Will Tuition Ever Stop Increasing?

Advertiser Disclosure Comments 0 Comments

Since 1978, college tuition and fees have increased by a whopping 1,120%. During that same period, the price of food has increased 244% and medical expenses 601%. In fact, tuition prices have gone up four times faster than the consumer price index, according to a report by Bloomberg.

Over the years, the rapidly increasing costs of an education have been blamed on a number of different factors like professors’ inflated salaries, construction booms on campus, students demanding luxury amenities, increased administrative costs, availability of student loans, state funding cuts and technological changes.

Whatever is causing these increases, one thing is certain – they’ve created big problems for both individual students and the economy at large. According to Edvisors, 70% of students borrow to go to college and they take on an average of $33,000 in student loans. These numbers mean that total student loan debt in the U.S. ballooned to $1.2 trillion, eclipsing the amount of credit card debt Americans hold. This trend is not slowing down, with an additional $110.3 billion borrowed in 2012-2013, according to the College Board.

These unprecedented levels of student loan debt have only been worsened by a lackluster economy. Around 50% of graduates with bachelor’s degrees under 25 are either unemployed or underemployed, according to the Associated Press. It doesn’t help that over the same period that saw rapid rises in tuition rates and tuition paid, incomes have stagnated. That means that a college education is increasingly unaffordable for most students and necessitates a continued increase in student loan debt.

That contributes to making it incredibly difficult for young people to begin paying back their loans. It’s not surprising that more than 30% of loans are currently in deferment, forbearance or default. For some, that makes things much worse with penalties and interest charges turning $10,000 or $20,000 student loans into $100,000 in debt. Due to a lack of financial education in high school, many students take out student loans without truly understanding how student loans work, which gets them into trouble later on.

Not Leaving the Nest

Household formation has hit a nearly 40-year low, the Pew Center for Research found, with many attributing student loan debt as the cause. Students graduating with debt and unable to pay it off are living longer at home with their parents and not striking out on their own. This, coupled with fewer Millennials buying homes means that the economic ripples of these two rites of passage have not made their way through the economy. With household formation estimated by Moody’s to be worth $145,000 once the purchases ripple through the economy, this is a significant amount of spending that has been lost. Furthermore, the inability of so many Millennials to start saving early for retirement means this student loan crisis has created a ticking time bomb that will greatly impact retirement security in the future.

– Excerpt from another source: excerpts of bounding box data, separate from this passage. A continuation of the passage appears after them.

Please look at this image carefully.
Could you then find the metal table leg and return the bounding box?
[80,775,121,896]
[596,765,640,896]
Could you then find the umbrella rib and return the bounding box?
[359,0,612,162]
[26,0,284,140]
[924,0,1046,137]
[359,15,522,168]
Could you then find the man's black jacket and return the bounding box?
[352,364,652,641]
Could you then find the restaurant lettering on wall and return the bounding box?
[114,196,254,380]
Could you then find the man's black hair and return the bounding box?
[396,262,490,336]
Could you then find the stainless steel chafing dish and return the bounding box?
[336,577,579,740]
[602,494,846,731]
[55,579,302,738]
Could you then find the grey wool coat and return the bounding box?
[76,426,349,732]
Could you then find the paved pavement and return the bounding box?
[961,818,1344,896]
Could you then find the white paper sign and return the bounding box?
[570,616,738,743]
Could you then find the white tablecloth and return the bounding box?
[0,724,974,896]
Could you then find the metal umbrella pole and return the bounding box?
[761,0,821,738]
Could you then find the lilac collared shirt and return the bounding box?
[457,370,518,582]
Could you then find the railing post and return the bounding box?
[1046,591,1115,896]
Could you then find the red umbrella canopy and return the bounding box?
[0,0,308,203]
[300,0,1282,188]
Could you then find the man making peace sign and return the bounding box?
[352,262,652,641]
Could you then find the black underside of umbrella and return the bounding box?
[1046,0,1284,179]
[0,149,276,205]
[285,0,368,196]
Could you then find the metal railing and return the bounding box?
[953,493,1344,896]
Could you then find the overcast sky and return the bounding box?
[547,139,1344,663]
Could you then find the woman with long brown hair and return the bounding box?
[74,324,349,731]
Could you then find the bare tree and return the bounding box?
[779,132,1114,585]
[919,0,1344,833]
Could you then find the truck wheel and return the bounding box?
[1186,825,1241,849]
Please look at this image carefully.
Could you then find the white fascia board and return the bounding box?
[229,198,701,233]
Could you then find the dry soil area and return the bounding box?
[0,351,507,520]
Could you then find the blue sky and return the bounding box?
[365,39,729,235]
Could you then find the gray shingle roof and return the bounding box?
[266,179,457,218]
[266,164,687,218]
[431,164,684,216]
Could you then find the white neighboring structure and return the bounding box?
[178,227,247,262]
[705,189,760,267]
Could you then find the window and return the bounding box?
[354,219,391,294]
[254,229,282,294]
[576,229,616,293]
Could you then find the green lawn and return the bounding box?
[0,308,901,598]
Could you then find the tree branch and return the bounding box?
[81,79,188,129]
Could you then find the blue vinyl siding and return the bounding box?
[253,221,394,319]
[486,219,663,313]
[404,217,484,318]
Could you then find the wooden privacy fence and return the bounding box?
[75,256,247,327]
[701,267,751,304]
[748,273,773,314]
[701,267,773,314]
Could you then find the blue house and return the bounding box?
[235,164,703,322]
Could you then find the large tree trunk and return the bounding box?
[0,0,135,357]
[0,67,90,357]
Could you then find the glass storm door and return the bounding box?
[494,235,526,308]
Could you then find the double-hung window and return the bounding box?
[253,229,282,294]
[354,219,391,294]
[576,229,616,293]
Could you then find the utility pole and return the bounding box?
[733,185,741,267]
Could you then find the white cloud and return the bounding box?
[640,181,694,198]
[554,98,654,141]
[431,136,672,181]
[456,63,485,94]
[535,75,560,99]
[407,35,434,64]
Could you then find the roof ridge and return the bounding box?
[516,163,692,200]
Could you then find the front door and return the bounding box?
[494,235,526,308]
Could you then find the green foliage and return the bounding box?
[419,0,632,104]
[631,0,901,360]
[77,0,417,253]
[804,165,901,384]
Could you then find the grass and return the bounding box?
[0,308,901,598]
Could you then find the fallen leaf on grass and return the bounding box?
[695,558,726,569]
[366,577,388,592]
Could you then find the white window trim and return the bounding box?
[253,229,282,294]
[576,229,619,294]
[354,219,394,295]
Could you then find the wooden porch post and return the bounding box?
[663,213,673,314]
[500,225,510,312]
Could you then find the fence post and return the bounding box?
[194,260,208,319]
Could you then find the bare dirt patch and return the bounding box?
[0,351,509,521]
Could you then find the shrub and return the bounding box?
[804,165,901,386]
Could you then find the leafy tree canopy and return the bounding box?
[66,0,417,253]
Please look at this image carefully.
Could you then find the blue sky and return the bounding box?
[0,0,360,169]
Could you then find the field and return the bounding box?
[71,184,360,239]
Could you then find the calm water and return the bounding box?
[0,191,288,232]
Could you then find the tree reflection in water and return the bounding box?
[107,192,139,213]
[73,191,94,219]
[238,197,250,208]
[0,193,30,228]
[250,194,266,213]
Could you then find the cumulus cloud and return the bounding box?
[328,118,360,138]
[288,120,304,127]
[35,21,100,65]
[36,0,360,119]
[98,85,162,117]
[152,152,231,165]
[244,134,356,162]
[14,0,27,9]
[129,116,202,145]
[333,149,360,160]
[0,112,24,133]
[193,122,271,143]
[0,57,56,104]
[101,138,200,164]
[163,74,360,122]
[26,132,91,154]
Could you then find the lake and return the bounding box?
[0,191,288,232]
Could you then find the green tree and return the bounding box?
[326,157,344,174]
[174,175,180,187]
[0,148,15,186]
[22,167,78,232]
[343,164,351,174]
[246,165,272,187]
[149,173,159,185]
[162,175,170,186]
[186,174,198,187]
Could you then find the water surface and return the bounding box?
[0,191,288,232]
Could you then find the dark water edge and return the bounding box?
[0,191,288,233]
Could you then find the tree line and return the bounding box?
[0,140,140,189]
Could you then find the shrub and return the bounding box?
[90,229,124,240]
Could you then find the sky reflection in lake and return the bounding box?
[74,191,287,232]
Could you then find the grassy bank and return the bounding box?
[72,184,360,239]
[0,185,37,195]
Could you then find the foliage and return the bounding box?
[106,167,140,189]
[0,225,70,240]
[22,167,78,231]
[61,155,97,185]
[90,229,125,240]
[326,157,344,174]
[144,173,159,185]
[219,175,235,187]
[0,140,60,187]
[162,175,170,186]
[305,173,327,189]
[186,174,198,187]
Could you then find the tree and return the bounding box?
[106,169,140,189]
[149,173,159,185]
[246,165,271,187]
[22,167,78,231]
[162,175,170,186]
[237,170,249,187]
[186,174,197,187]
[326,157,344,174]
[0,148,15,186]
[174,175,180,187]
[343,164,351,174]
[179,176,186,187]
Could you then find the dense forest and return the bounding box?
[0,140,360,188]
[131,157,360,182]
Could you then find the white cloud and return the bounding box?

This has led some to start questioning the value of a college education. Depending on whose accounting you consult, the value of a college degree is anywhere from $185,000 (via the Organization for Economic Cooperation and Development) to $1,000,000 (via the U.S. Census Bureau) in extra earnings over the course of a lifetime. But those figures measure the benefits previous generations have received. In addition, the think tank Demos suggests that households taking out $53,000 in combined student loan debt will lose $208,000 over their lifetimes due to their decreased ability to build home equity and save for retirement early in life.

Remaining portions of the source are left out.